Doğrusunu söylemek gerekirse, onlar adına hiç üzülmedim. Kendilerine hayatta başarılar dilerim. Belki bir gün kendileri gibi bir belediye başkanı gelir, onları dinler. Belki bir gün içlerinden biri belediye başkanı olur, engin fikirlerini sergiler.
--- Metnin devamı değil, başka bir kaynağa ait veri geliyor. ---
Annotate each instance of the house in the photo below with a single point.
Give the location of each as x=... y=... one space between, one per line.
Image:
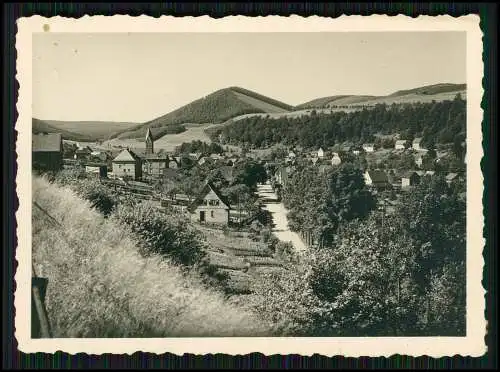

Ama şu soruyu sormadan da edemedim: “Kim cahil? Belediye yönetimi mi, yoksa ricada bulunan mimarlar mı?” Sanıyorlar ki, belediye yönetimi onları dinleyecek, aynı mesleki cemaatten olduğu için ne söylediklerini hemen uygulayacak. Çevresinde “iş, iş, hadi şimdi sıra bizde” diye tepinenlere şöyle seslenecek: “Hey, siz oradakiler. Artık tepinmeyi durdurun. Bakın benim çok sevgili mimar arkadaşlarım geldi!” Gördüğünüz gibi bu çok akıllı ve deneyimli mimar arkadaşlarımız, örgütlenmiş bireyler olarak, profesyonellikten ne anlıyorlar? Belediye yönetimi ile kendi görüşlerini, amaçlarını temsil eden bir sivil toplum kesimi gibi bir ilişki kurmayı. Hayalleri gerçekleşmeyince de küsüp (ya da vazgeçip) özel alana kapanmayı. İşte bu nedenle ben de aynen şöyle sordum: “Cahillik kimde?” Katılımı her koşulda informel bir işleyişe tercüme eden, bu işin esnafı olmuş siyasetçilerde mi, yoksa “peki madem öyle, biz de kamu projeleri ile uğraşmayız” diyenlerde mi? Öyle ya belediye yönetiminden “iyi şeyler” yapması için ricacı olmak, olmayınca da kızıp vazgeçmek başka hangi anlama geliyor? Profesyonellerin kamu alanını kendi rızaları ile terk edip özel alana hapis olmaları eşe dosta iş dağıtmayı birinci görevi olarak algılayan siyasetçilerin istediği bir şey değil mi? Onları zaten en çok rahatsız eden halkla kurdukları huzurlu ilişkinin bu bağımsız profesyoneller tarafından sorgulanması değil mi?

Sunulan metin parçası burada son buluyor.